Sin embargo, su esposo André Noel Credi no tuvo la misma suerte de Fermín, ya que sólo tuvo fuerza para pedir ayuda durante las primeras 24 horas del terremoto que prácticamente devastó la ciudad de Puerto Príncipe, la amarga tarde del 12 de enero de este año.
Pero con el rescate de su pequeño hijo, apenas comenzaba el viacrucis de esta joven madre de 25 años, que en sólo minutos había quedado huérfana y viuda al mismo tiempo.
Me enteré del hecho a través de un médico dominicano que me abordó en el campamento de Sonapi, en Haití, el galeno me explicó la hazaña de la mujer para rescatar su vástago, así como el precario estado de salud del infante.
Comandante, tengo un niño de seis años con serios traumas en la cabeza y el desprendimiento de un 90% de su oreja izquierda, y no tengo los equipos para la cirugía que amerita el caso. Si usted no se lo lleva se nos muere, explicó el médico a quien no tuve tiempo de preguntar su nombre, que estaba de voluntario en Sonapi, Zona Industrial de Haití.
Este hecho sólo es comparable con el del periodista peruano Luis Carazas, quien pasó 24 horas sepultado por las paredes de lo que fue el canal de televisión en que trabajaba en la capital haitiana, convirtiéndose en el único sobreviviente de su grupo.
No lo pensé dos veces para ordenar que el niño fuera llevado al helicóptero en el que me trasladaría a Jimaní, ya que como Coordinador de las Operaciones en la misión Mano Amiga, designado por el Señor Ministro de las Fuerzas Armadas, quien ha aunado esfuerzos nacionales e internacionales en dar asistencia y apoyo a Haití.

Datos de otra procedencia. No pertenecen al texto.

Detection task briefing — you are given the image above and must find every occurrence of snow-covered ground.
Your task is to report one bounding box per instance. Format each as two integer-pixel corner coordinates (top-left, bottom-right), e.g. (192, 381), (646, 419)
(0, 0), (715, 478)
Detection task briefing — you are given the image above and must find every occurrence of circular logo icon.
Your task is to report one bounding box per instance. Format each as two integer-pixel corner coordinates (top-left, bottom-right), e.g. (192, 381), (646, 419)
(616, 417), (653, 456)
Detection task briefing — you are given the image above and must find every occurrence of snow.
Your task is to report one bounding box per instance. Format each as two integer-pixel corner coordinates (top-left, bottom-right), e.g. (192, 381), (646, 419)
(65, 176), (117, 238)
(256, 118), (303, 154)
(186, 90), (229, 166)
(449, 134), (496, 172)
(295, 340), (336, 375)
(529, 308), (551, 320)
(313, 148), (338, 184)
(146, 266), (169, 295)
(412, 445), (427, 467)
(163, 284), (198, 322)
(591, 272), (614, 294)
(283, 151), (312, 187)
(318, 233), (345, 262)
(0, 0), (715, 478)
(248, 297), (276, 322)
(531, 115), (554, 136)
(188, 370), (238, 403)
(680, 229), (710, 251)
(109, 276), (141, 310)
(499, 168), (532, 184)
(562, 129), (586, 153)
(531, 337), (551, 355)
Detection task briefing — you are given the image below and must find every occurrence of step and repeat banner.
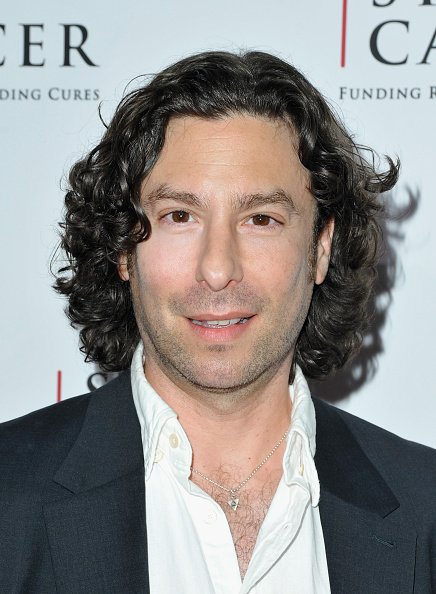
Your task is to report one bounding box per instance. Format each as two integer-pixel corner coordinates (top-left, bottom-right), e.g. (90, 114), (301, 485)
(0, 0), (436, 447)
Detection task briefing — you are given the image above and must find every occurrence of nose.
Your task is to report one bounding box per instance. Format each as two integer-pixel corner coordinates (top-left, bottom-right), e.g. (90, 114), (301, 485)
(196, 223), (243, 291)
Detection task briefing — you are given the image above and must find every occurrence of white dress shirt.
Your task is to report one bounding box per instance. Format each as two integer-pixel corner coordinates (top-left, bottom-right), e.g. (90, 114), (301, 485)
(131, 343), (330, 594)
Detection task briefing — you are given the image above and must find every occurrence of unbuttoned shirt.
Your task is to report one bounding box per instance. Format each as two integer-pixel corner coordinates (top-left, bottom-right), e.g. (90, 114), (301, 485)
(131, 343), (330, 594)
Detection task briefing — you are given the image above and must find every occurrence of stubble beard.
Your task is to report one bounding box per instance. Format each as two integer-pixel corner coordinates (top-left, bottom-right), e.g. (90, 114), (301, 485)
(132, 280), (310, 404)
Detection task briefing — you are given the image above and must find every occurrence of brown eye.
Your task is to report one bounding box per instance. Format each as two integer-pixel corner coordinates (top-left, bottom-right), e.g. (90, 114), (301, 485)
(253, 215), (271, 227)
(171, 210), (190, 223)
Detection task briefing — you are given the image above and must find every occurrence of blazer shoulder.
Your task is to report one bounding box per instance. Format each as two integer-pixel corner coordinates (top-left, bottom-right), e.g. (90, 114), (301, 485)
(0, 370), (131, 501)
(314, 398), (436, 506)
(313, 398), (436, 463)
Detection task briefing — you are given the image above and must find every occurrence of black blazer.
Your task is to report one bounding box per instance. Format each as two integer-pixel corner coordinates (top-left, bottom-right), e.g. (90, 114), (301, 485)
(0, 372), (436, 594)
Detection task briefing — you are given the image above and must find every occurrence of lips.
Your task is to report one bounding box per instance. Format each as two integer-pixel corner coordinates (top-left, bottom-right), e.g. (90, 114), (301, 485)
(191, 317), (248, 328)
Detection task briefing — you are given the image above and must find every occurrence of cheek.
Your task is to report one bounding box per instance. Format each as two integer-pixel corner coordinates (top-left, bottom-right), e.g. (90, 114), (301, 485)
(136, 233), (191, 292)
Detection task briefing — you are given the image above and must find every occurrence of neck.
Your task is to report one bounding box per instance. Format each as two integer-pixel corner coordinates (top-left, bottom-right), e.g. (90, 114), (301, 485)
(146, 356), (291, 476)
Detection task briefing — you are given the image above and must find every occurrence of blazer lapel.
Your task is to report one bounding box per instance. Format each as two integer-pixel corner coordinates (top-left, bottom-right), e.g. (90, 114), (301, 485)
(44, 373), (149, 594)
(315, 401), (416, 594)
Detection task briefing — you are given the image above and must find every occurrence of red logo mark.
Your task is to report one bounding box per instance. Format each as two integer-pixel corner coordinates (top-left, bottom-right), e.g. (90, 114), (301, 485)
(341, 0), (347, 68)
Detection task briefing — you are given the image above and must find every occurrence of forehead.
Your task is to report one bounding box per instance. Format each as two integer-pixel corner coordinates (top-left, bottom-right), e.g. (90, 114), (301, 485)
(143, 115), (311, 208)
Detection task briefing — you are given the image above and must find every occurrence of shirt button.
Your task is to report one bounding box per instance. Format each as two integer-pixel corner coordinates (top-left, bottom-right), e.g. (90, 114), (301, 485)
(154, 450), (163, 463)
(170, 433), (179, 448)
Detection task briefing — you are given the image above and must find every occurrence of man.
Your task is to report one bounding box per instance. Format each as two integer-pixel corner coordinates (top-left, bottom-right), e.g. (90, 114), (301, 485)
(0, 52), (436, 594)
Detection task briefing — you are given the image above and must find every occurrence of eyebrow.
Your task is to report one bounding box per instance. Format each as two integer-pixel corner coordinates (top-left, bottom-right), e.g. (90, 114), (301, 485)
(144, 184), (298, 214)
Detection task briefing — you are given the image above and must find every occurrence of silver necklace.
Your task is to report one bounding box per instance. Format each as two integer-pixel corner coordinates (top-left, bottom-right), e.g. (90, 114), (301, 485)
(191, 429), (289, 511)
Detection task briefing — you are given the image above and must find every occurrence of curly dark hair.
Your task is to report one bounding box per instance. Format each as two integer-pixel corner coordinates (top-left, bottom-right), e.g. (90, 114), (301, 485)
(55, 52), (399, 378)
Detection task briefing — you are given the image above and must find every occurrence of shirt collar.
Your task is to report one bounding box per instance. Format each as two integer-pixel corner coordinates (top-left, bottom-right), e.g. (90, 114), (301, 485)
(131, 342), (319, 506)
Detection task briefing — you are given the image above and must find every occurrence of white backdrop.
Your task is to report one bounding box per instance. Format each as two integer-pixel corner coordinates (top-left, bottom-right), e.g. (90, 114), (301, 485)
(0, 0), (436, 447)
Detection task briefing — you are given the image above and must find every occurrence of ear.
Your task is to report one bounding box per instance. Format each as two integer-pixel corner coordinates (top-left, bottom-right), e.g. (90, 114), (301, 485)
(117, 253), (130, 281)
(315, 217), (335, 285)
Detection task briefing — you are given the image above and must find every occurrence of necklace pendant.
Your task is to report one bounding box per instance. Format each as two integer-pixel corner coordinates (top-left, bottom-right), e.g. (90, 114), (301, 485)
(227, 497), (239, 511)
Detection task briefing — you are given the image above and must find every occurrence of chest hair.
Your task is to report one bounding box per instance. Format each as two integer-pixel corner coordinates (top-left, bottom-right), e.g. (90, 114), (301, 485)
(191, 472), (281, 578)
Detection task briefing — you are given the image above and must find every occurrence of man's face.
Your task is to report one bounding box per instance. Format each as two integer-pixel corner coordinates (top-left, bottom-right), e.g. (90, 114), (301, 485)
(120, 116), (331, 393)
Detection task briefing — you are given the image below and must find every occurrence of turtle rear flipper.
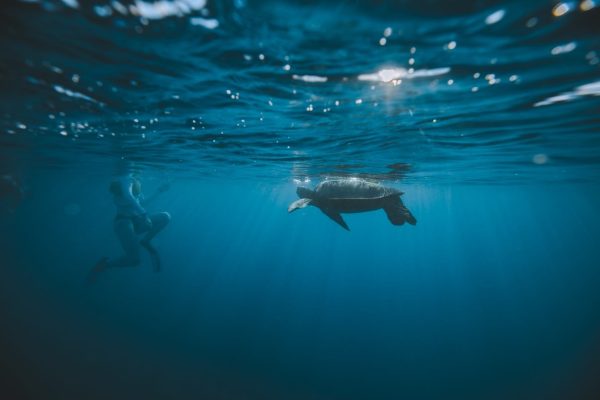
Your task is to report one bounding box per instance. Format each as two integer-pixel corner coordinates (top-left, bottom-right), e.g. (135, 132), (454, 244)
(383, 197), (417, 225)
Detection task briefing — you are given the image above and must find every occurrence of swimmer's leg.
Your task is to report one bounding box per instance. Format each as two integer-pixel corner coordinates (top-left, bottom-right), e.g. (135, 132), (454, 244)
(88, 219), (140, 283)
(140, 212), (171, 272)
(142, 212), (171, 243)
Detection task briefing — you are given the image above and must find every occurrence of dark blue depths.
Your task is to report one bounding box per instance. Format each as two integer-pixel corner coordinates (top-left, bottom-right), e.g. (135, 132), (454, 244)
(0, 0), (600, 400)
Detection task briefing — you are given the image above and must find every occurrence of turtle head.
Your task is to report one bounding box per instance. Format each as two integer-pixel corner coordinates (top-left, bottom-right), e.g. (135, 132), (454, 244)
(296, 186), (315, 199)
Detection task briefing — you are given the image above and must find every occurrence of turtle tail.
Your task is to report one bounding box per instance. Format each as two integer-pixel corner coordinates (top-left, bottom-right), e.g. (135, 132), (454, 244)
(296, 186), (315, 199)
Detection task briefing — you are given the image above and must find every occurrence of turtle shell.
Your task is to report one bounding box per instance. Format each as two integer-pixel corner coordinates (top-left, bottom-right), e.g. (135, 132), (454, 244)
(315, 178), (402, 200)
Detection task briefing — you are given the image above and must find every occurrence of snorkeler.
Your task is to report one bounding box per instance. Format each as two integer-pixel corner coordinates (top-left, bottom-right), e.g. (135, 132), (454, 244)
(90, 177), (171, 281)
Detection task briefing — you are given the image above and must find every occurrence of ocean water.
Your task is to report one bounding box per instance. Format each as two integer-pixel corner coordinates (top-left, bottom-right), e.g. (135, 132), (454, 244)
(0, 0), (600, 400)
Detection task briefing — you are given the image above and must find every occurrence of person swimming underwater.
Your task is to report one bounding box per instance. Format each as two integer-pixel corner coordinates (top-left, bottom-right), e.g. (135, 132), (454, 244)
(90, 176), (171, 281)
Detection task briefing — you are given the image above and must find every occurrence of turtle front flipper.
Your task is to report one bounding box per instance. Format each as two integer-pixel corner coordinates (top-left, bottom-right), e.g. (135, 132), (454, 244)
(288, 199), (312, 212)
(383, 197), (417, 225)
(321, 208), (350, 231)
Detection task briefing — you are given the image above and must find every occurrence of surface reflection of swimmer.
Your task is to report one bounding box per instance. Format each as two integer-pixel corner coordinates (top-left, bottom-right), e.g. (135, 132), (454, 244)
(92, 177), (171, 279)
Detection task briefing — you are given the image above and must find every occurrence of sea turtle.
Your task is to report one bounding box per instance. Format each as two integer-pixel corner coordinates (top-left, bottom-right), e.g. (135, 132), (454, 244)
(288, 178), (417, 230)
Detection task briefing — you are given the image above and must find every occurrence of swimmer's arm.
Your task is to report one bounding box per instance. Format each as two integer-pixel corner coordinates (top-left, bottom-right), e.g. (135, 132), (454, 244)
(121, 181), (146, 215)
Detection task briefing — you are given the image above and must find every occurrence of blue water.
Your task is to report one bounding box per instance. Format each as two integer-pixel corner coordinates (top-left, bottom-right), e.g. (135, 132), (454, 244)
(0, 0), (600, 400)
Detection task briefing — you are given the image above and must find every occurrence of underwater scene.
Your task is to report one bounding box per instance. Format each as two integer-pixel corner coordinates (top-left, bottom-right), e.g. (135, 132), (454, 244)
(0, 0), (600, 400)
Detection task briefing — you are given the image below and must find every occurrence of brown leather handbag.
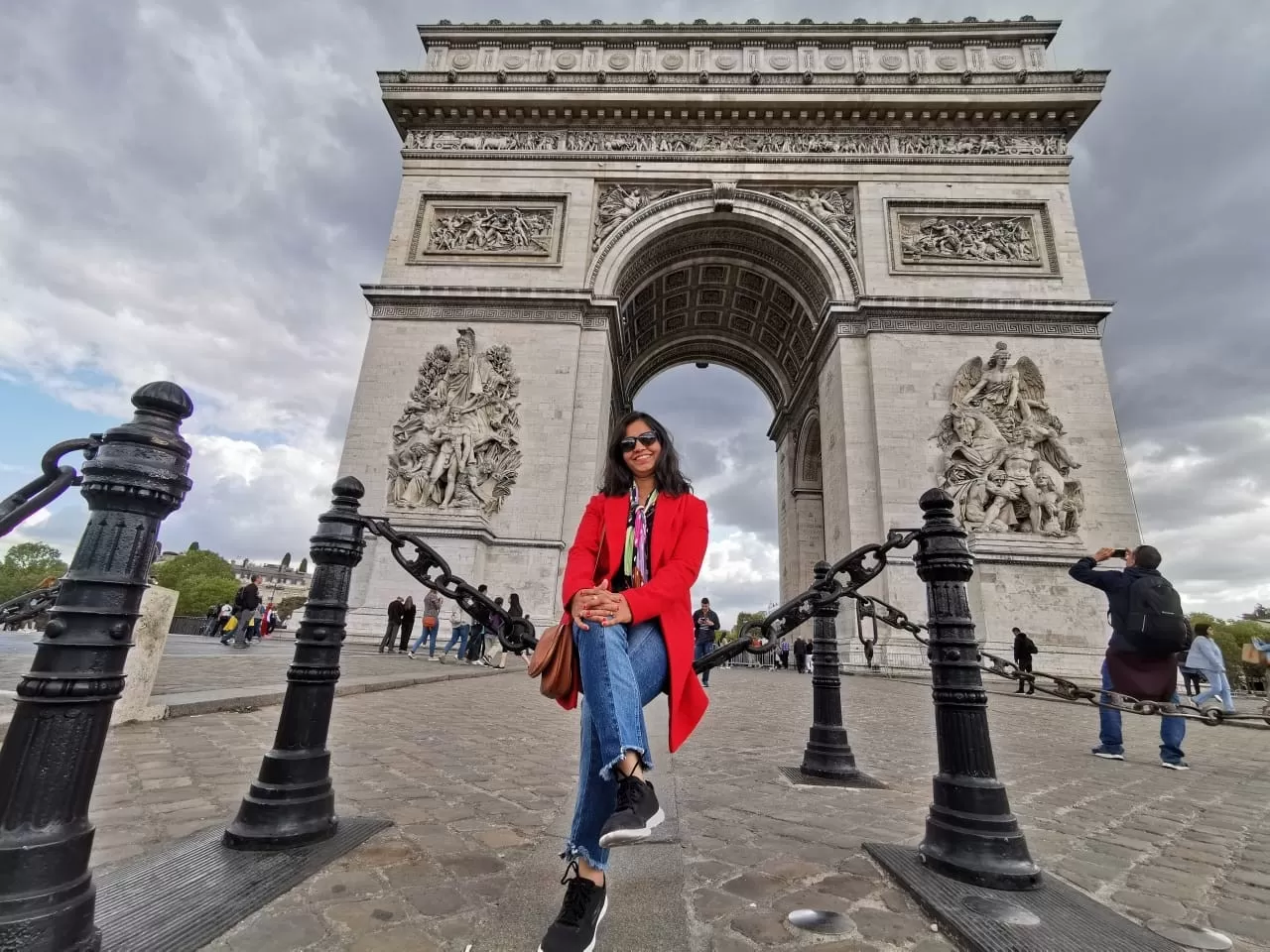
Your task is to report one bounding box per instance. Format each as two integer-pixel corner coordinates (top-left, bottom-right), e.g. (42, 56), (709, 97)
(526, 528), (604, 701)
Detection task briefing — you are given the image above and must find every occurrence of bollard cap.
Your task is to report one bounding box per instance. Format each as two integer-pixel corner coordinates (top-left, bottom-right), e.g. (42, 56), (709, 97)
(132, 380), (194, 420)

Con el niño en la aeronave se presentó el inconveniente de que no había espacio para la madre, y entonces surgió la interrogante: ¿Cuál es el mérito de salvar físicamente al niño si al mismo tiempo lo alejamos de su madre?
Entonces vino la segunda decisión: llevar a la madre con el niño hasta Jimaní, reabastecer de combustible el helicóptero y ordenar a los pilotos Richard Sierra y Richard Liriano llevarlos al hospital Darío Contreras, para tratamiento urgente.
La filosofía del presidente Leonel Fernández Reyna, al ordenar la Operación Mano Amiga fue una gran determinación de ayuda al pueblo haitiana, su sensibilidad, su solidaridad se ha reflejado en todos los aportes de convertir una labor humanitaria en una vía de recuperación de un país hermano.
Una semana después fuimos informado de que el niño Credi había sido operado con éxito y que se recuperaba satisfactoriamente junto a su madre en un orfanatorio de la zona Oriental, bajo los auspicios del Hogar Misionero Sin Fronteras.
En el período que estuvimos en la zona de desastre pudimos comprobar la ayuda del Plan Social de la Presidencia llevando raciones alimenticias para 1,650,000 personas en Haití y en Jimaní para 300,000 personas, los Comedores Económicos a través de sus (10) cocinas móviles, Haití, Zona Industrial, Sonapi, para 1,850,000 personas, mas (4) cocinas móviles en Jimaní, 325,000 comidas cocidas, para hospitales, albergues, campamentos de damnificados. Corasan, INAPA-CAASD, reparto de agua a granel 1,720,000 galones en Haití, Salud Pública, 15,000 vacunas, Hospitales Móviles, para prevenir enfermedades infectocontagiosas.
Aunque la misión Mano Amiga tuvo un papel preponderante durante las tres semanas siguientes al terremoto, la realidad es que no se puede obviar el papel preponderante de la Defensa Civil, Cruz Roja Dominicana, Indotel, Inapa, Caasd, Migración, Coraasan, Salud Pública, Obras Públicas, y a la Cdeee. Amén del trabajo de el Ejército Nacional, Marina de Guerra, y la Fuerza Aérea Dominicana.
Pudimos comprobar el espíritu solidarios de los dominicanos sin importar su condición social.
(El autor es mayor general piloto de la FAD).